I have been investigating and prototyping linking spatialindex with libLAS, but I have a few questions of the practicality of this approach. LiDAR point cloud data are typically very large (millions to 100s of millions of points), contain attribute-like data such as echo intensity, and are somewhat spatially sequential.

By spatially sequential, I mean that points near each other as they are stored in the sequential LAS file format are frequently near each other spatially (but not always). Many coders take advantage of this property of the data by skipping data as they read it in -- naturally thinning the volume for a small accuracy penalty. This is fine for visualization, but in a warehousing scenario, tossing out data is a big no-no. But we also want a warehouse that can be (somewhat) fast, especially for spatial queries :)

A first naive attempt to use the DiskStorageManager to store an index in parallel with a 32 million point (90mb) LAS file resulted in some disappointing results. I used the default (70%) fill factor, 10 for the index and leaf capacity, and star for the rtree variant. Nearly 4.5 hours of insertion later (I used a very small pagesize of 3, which is the reason for the slow insert, so I could get a feel for the minimum size required to make an index), the index of my 90mb, 32 million point LAS file turned into 517mb of .idx + and 190mb of .dat file. This isn't going to be practical.

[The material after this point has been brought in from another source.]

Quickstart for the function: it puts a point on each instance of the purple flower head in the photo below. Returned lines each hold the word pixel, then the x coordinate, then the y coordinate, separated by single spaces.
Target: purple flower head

I need a plan B. Anyone have any ideas how to tackle this problem in a way that balances space and time efficiency (though I'm not quite sure what defines "balance" in this instance) for insert and query? Should I start pursuing something like a KDB tree? Should I figure out some sort of stripping/patching/tiling algorithm for the points to lessen the indexing load (this tends to be the standard approach to this problem)? Work out a different StorageManager approach that is a clustered index of spatially clustered points?

Howard

PS sending to both lists because I hope to include spatial indexing functionality in libLAS if I can find a reasonable approach, and if any of the LiDAR folks have this one licked and would be willing to share, I'd be happy to take it.